On the one hand, this is the most frivolous and inconsequential of stories. And yet, it captures quite a bit about the coming Trump Era. From one perspective, it’s the ultimate confirmation of the Trumpian narrative. The cultural elite – the top musicians and movie stars – look down on Trump and refuse to associate with him. What’s notable though is that it’s not just Katy Perry and Bruce or other mega stars who we either know or assume we know have predictably liberal politics. Trump appears to be getting shut out even in the Country music world where the cultural politics run considerably more conservative and where Republican politicians usually find their entertainers.

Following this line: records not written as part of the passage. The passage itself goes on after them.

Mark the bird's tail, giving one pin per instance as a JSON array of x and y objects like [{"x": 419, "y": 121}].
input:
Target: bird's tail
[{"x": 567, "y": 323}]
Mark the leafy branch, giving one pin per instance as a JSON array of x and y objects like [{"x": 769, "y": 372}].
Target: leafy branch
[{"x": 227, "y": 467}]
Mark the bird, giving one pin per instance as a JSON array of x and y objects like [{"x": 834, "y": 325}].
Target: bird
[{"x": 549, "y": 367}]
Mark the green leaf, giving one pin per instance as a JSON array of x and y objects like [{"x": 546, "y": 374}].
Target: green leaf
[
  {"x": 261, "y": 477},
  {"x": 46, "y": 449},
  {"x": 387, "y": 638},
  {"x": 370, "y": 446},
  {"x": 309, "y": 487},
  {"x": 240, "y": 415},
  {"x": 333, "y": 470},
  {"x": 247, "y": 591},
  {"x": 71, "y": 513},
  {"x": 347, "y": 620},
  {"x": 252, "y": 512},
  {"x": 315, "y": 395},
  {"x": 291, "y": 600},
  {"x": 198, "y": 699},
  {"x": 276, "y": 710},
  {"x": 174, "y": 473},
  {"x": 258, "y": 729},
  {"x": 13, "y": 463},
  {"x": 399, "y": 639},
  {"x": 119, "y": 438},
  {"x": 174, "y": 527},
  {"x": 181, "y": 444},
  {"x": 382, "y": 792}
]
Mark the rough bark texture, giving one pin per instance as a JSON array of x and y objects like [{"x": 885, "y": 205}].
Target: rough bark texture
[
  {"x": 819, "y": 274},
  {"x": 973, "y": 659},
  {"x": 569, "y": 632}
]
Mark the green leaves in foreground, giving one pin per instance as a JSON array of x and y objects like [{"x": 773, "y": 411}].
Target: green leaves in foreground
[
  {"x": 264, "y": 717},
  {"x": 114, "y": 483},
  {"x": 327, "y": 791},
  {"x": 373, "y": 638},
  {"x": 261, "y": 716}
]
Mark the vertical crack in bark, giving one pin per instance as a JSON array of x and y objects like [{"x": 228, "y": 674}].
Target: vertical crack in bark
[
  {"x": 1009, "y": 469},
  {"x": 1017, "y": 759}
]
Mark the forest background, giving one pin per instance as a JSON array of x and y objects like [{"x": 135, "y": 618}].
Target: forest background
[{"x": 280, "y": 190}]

Some of it is simply that Trump isn’t normal. He’s not just another Republican. But it also must be about the extreme age spread in the current political moment. The business of entertainment and especially the business of stardom is overwhelmingly with the young, certainly if we define youth as people under 40 or 45. So there’s likely some mix of rejection and self-protection behind the shut out. But again, even I’m surprised he apparently can’t get anyone to perform.

If Ted Cruz had been elected President you’d likely see something close to as total a shut out. But Cruz would strap on his Lee Greenwood and love the smell of Hollywood’s contempt in the morning. Not Trump. All reporting suggests that Trump is extremely unhappy about the situation. Which of course makes perfect sense. Depending on how you choose to inflect it – with sympathy or derision – Trump’s movement is based on a rejection of the condescension and arrogance of the cultural elite. And yet no one yearns more achingly for celebrity approval than Trump.

According to The Wrap, with Andrea Bocelli now dropping out, Trump’s partner and reality tv mogul Mark Burnett has shaken up the transition staff to try to find some entertainers willing to participate. Burnett has pulled in Suzanne Bender, a former booker for “Dancing With the Stars” and “American Idol.”